At the same time, the tech landscape is riddled with increasingly bad bets, indifference, and a lack of vision. Apple is pulling away from the competition to a degree that we haven’t ever seen before.
Source: Above Avalon: Apple Is Pulling Away From the Competition
Above Avalon analyst Neil Cybart says Apple is stealing a march on other technology companies. He says the company has made long-term decisions that mean its rivals will struggle to catch up.
The story needs to be read through a careful filter. Cybart writes about the company both from an investment point of view and from a Silicon Valley perspective.

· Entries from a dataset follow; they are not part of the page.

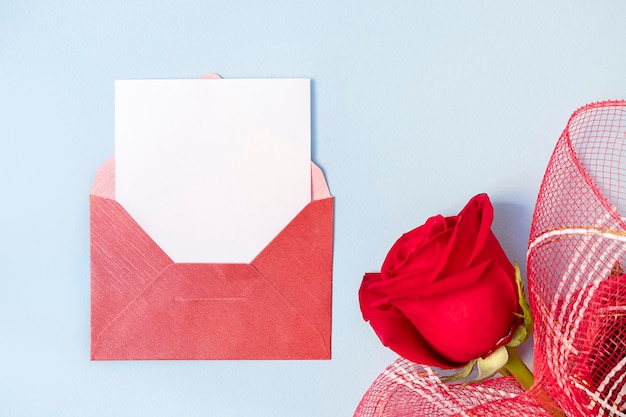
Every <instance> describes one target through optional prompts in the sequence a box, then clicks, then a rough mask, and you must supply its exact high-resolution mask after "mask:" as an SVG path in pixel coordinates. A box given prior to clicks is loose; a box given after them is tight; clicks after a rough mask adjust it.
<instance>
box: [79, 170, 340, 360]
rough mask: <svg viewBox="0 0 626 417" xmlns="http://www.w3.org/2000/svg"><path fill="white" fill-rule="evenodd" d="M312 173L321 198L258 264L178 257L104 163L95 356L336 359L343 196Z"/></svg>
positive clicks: (288, 231)
mask: <svg viewBox="0 0 626 417" xmlns="http://www.w3.org/2000/svg"><path fill="white" fill-rule="evenodd" d="M311 171H312V172H311V174H312V180H311V184H312V185H311V190H312V201H311V202H310V203H309V204H307V205H306V206H305V207H304V208H303V209H302V210H301V211H300V213H298V215H297V216H296V217H295V218H294V219H293V220H292V221H291V222H290V223H289V224H288V225H287V226H285V228H284V229H283V230H282V231H281V232H280V233H279V234H278V235H276V237H275V238H274V239H273V240H272V241H271V242H270V243H269V244H268V245H267V246H266V247H265V248H264V249H263V250H262V251H261V252H260V253H259V254H258V255H257V256H256V258H254V260H253V261H252V262H250V263H249V264H214V263H206V264H203V263H175V262H173V261H172V260H171V259H170V258H169V257H168V255H167V254H166V253H165V252H164V251H163V250H162V249H161V248H160V247H159V246H158V245H157V244H156V243H155V242H154V241H153V240H152V239H151V238H150V236H148V234H147V233H146V232H145V231H144V230H143V229H142V228H141V227H140V226H139V225H138V224H137V223H136V222H135V221H134V220H133V218H132V217H131V216H130V215H129V214H128V212H126V210H124V208H123V207H122V206H121V205H120V204H119V203H117V202H116V201H115V175H114V173H115V162H114V158H111V159H109V160H108V161H107V162H105V163H104V164H103V165H102V166H101V167H100V169H99V170H98V173H97V174H96V179H95V181H94V183H93V187H92V189H91V195H90V205H91V207H90V217H91V359H92V360H136V359H330V354H331V301H332V300H331V299H332V294H331V291H332V252H333V206H334V199H333V197H332V196H331V195H330V192H329V190H328V186H327V185H326V181H325V179H324V175H323V174H322V172H321V170H320V169H319V168H318V167H317V166H315V165H314V164H311ZM172 221H175V219H173V220H172ZM241 238H242V239H245V236H242V237H241Z"/></svg>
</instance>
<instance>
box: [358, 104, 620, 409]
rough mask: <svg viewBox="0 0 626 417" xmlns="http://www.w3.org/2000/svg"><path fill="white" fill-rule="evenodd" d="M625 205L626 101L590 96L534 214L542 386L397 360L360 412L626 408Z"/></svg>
mask: <svg viewBox="0 0 626 417" xmlns="http://www.w3.org/2000/svg"><path fill="white" fill-rule="evenodd" d="M625 216H626V101H605V102H599V103H593V104H589V105H587V106H584V107H582V108H580V109H578V110H577V111H576V112H575V113H574V114H573V115H572V117H571V118H570V120H569V122H568V124H567V127H566V128H565V130H564V131H563V133H562V135H561V137H560V138H559V140H558V142H557V145H556V148H555V150H554V153H553V154H552V157H551V159H550V162H549V164H548V168H547V169H546V174H545V176H544V179H543V182H542V184H541V188H540V191H539V197H538V199H537V205H536V207H535V212H534V215H533V221H532V225H531V231H530V240H529V249H528V260H527V261H528V262H527V267H528V286H529V299H530V306H531V309H532V312H533V316H534V319H535V325H534V342H535V349H534V351H535V357H534V369H535V385H534V386H533V388H532V389H531V390H529V391H527V392H524V391H523V390H522V388H521V387H520V386H519V385H518V384H517V383H516V382H515V380H513V379H512V378H496V379H492V380H489V381H485V382H482V383H473V384H467V385H459V384H445V383H443V382H442V381H441V380H440V379H439V377H438V376H437V373H436V372H435V371H434V370H433V369H431V368H429V367H427V366H421V365H417V364H414V363H411V362H409V361H406V360H404V359H399V360H397V361H396V362H394V363H393V364H391V365H390V366H389V367H388V368H387V369H386V370H385V371H384V372H383V373H382V374H381V375H380V376H379V377H378V378H377V379H376V380H375V381H374V383H373V384H372V386H371V387H370V389H369V390H368V391H367V392H366V394H365V396H364V397H363V399H362V400H361V402H360V404H359V406H358V408H357V410H356V412H355V414H354V415H355V416H357V417H370V416H371V417H374V416H376V417H378V416H385V417H392V416H403V417H404V416H406V417H408V416H415V417H418V416H451V415H459V416H509V415H510V416H549V415H555V414H552V413H555V411H554V410H555V409H556V408H558V409H559V410H561V411H560V412H561V414H560V415H565V416H570V417H577V416H624V417H626V320H625V319H624V318H625V317H626V316H625V314H626V276H625V275H624V271H625V270H626V217H625ZM556 415H558V414H556Z"/></svg>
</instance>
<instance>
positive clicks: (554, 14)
mask: <svg viewBox="0 0 626 417" xmlns="http://www.w3.org/2000/svg"><path fill="white" fill-rule="evenodd" d="M545 3H548V2H539V1H534V2H520V1H518V2H497V1H489V2H487V1H475V2H460V1H459V2H451V1H443V2H440V4H435V2H425V1H386V2H381V1H378V2H374V1H356V0H350V1H325V0H322V1H318V2H296V1H287V0H274V1H271V2H262V1H244V0H227V1H206V2H201V1H195V2H191V1H170V0H156V1H155V0H152V1H146V0H141V1H129V0H114V1H85V0H80V1H43V0H40V1H34V0H33V1H28V0H24V1H19V0H3V1H2V2H1V3H0V140H1V142H0V143H1V144H2V148H1V150H0V174H1V175H0V190H1V194H0V195H1V199H2V205H1V206H0V416H7V417H8V416H350V415H351V414H352V412H353V411H354V409H355V407H356V405H357V403H358V401H359V400H360V398H361V396H362V394H363V393H364V392H365V390H366V389H367V388H368V386H369V384H370V383H371V382H372V380H373V379H374V378H375V377H376V376H377V375H378V374H379V373H380V372H381V371H382V370H383V369H384V368H385V367H386V366H387V365H388V364H389V363H390V362H392V361H393V359H394V358H395V355H394V354H393V353H392V352H390V351H389V350H387V349H386V348H384V347H383V346H382V345H381V344H380V343H379V341H378V339H377V338H376V337H375V335H374V333H373V331H372V330H371V329H370V327H369V325H368V324H366V323H364V322H363V321H362V319H361V316H360V311H359V307H358V301H357V290H358V287H359V284H360V280H361V277H362V274H363V273H364V272H365V271H378V270H379V268H380V264H381V263H382V261H383V259H384V256H385V254H386V252H387V250H388V249H389V248H390V246H391V245H392V243H393V242H394V241H395V239H396V238H397V237H398V236H400V234H402V233H403V232H405V231H407V230H409V229H412V228H413V227H415V226H417V225H419V224H421V223H422V222H423V221H424V220H425V219H426V218H427V217H429V216H430V215H433V214H436V213H443V214H446V215H451V214H456V213H457V212H458V210H459V209H460V208H461V207H462V206H463V205H464V204H465V202H466V201H467V200H468V199H469V198H470V197H471V196H472V195H474V194H476V193H478V192H483V191H484V192H488V193H489V194H490V196H491V198H492V200H493V202H494V205H495V207H496V221H495V225H494V229H495V231H496V234H497V235H498V236H499V238H500V240H501V242H502V244H503V246H504V247H505V249H506V250H507V251H508V253H509V255H510V257H511V258H512V259H517V260H519V261H522V264H523V260H524V257H525V247H526V242H527V238H528V231H529V227H530V219H531V215H532V210H533V206H534V202H535V199H536V195H537V191H538V188H539V184H540V181H541V178H542V176H543V172H544V169H545V167H546V163H547V161H548V159H549V157H550V153H551V151H552V149H553V146H554V144H555V142H556V139H557V138H558V136H559V134H560V133H561V131H562V129H563V128H564V126H565V124H566V122H567V119H568V118H569V116H570V114H571V113H572V112H573V111H574V110H575V109H576V108H577V107H579V106H581V105H584V104H586V103H588V102H592V101H597V100H602V99H609V98H623V97H624V96H626V45H625V44H626V25H625V24H624V18H625V17H626V3H624V2H622V1H612V2H609V1H606V2H582V1H569V2H559V3H558V4H555V3H556V2H550V4H545ZM207 71H215V72H219V73H220V74H222V75H223V76H225V77H230V78H236V77H309V78H311V79H312V80H313V116H314V117H313V121H314V126H313V132H314V139H313V141H314V142H313V158H314V160H315V161H316V162H317V163H318V164H319V165H320V166H321V167H322V168H323V169H324V171H325V173H326V177H327V180H328V183H329V185H330V188H331V191H332V193H333V194H334V195H335V196H336V216H335V233H336V234H335V252H334V253H335V264H334V311H333V314H334V316H333V359H332V360H331V361H313V362H306V361H294V362H285V361H270V362H263V361H251V362H239V361H232V362H222V361H213V362H212V361H192V362H176V361H164V362H90V361H89V235H88V225H89V216H88V214H89V213H88V194H89V190H90V187H91V182H92V180H93V178H94V175H95V172H96V169H97V168H98V166H99V165H100V164H101V163H102V162H104V161H105V160H106V159H107V158H108V157H109V156H110V155H111V154H112V153H113V146H114V138H113V122H114V121H113V81H114V80H115V79H126V78H196V77H198V76H200V75H201V74H203V73H205V72H207ZM529 355H530V352H529V350H528V348H526V351H525V356H526V358H527V359H529Z"/></svg>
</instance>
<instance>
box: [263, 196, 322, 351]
mask: <svg viewBox="0 0 626 417" xmlns="http://www.w3.org/2000/svg"><path fill="white" fill-rule="evenodd" d="M333 206H334V199H333V198H332V197H329V198H323V199H320V200H316V201H313V202H311V203H310V204H308V205H307V206H306V207H305V208H304V209H303V210H302V211H301V212H300V213H299V214H298V216H296V218H294V219H293V220H292V221H291V223H289V224H288V225H287V226H286V227H285V228H284V229H283V230H282V231H281V232H280V233H279V234H278V235H277V236H276V238H275V239H274V240H273V241H272V242H271V243H270V244H269V245H268V246H267V247H266V248H265V249H264V250H263V251H262V252H261V253H260V254H259V255H258V256H257V257H256V258H255V259H254V260H253V261H252V265H253V266H254V267H256V268H257V269H258V270H259V272H260V273H261V274H263V276H264V277H265V278H266V279H267V280H268V281H270V282H271V284H272V285H273V286H274V288H276V290H277V291H278V292H280V293H281V295H282V296H283V297H284V298H285V299H286V300H287V301H288V302H289V303H290V304H291V305H293V306H294V307H295V308H297V309H298V312H299V314H300V315H301V316H302V318H303V319H304V320H307V321H308V322H309V323H315V326H316V328H317V330H318V332H319V334H320V337H321V338H322V339H323V340H324V343H325V344H326V346H327V347H328V353H329V354H330V346H331V343H330V335H331V314H332V253H333V252H332V247H333Z"/></svg>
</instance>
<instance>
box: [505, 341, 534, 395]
mask: <svg viewBox="0 0 626 417" xmlns="http://www.w3.org/2000/svg"><path fill="white" fill-rule="evenodd" d="M506 350H507V352H508V353H509V359H508V361H507V362H506V364H505V365H504V367H503V368H502V370H501V371H500V373H502V374H505V375H512V376H514V377H515V379H517V380H518V382H519V383H520V384H521V385H522V387H523V388H524V389H525V390H528V389H529V388H530V387H532V386H533V384H534V383H535V377H534V376H533V374H532V372H530V369H528V367H527V366H526V364H525V363H524V361H522V358H520V357H519V353H518V352H517V348H516V347H511V346H507V347H506ZM502 371H504V372H502Z"/></svg>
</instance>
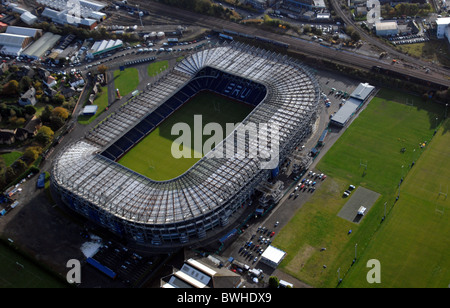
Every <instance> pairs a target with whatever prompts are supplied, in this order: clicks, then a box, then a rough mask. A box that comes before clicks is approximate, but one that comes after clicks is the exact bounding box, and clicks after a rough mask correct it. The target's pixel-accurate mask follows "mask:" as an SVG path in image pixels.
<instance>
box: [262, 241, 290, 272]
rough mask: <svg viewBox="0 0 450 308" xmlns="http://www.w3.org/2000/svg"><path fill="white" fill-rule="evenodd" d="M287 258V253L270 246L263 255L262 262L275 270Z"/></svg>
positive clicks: (283, 251) (277, 248)
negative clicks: (280, 263) (281, 262)
mask: <svg viewBox="0 0 450 308" xmlns="http://www.w3.org/2000/svg"><path fill="white" fill-rule="evenodd" d="M285 256H286V252H285V251H283V250H281V249H278V248H276V247H274V246H272V245H269V246H268V247H267V249H266V250H264V252H263V254H262V255H261V262H263V263H265V264H267V265H269V266H271V267H274V268H275V267H277V266H278V265H279V264H280V263H281V261H283V259H284V257H285Z"/></svg>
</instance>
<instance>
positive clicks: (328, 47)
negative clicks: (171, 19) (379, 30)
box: [140, 0, 450, 87]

This doesn’t necessarily make his analysis biased or wrong, it isn’t, but it can lack broader context.
Coherence
Cybart’s main idea is that Apple has pulled now all its strands together. The range of products and services has a new coherence and a clear direction.
This, according to Cybart, comes at a time when rivals are weakening.
Together these two trends have set up conditions that will move the company even further ahead of rivals over the next decade.
He makes a good case. Yet there are flaws in this line of thinking. Maybe flaw is too strong. Let’s say questions.
Samsung lack of vision
In the middle of the web post Cybart lists the ways Apple is beating key rival technology companies. He, rightly, notes that Samsung “remains rudderless from a product vision perspective.”
While that’s true, Samsung is a major component supplier to Apple and other hardware companies. If you look closely at Samsung’s financials, it’s clear the areas that compete with Apple are not central to Samsung’s profits.
The areas where the two companies co-operate are more important to Samsung.
Cybart correctly dismisses Google and Amazon as direct rivals. In the greater scheme of things their hardware products are inconsequential. Yet both remain on growth trajectories that could yet pose a threat to Apple.
Microsoft hardware
Microsoft’s hardware move has failed to alter the balance of power between Macs or iPads and Windows hardware. Cybart is right on the money when he says Surface mainly takes business away from Microsoft’s Windows partners.
Yet like Amazon and, to a lesser degree Google, Microsoft is powering ahead with cloud computing. These companies are building a significant digital world where Apple doesn’t play.
This is not a criticism of Cybart’s story. He is on the money as far as personal computer hardware and its immediate successor technologies are concerned. Apple does look set to dominate.
Beyond this there are parallel markets where Apple is, at best a bit player. These markets interact with Apple’s market. In the future they may interact in ways that are not yet clear.
Shorn of context, Apple is powering ahead. But let’s not forget Amazon and Microsoft are also powering ahead. Technology is not a simple zero-sum game.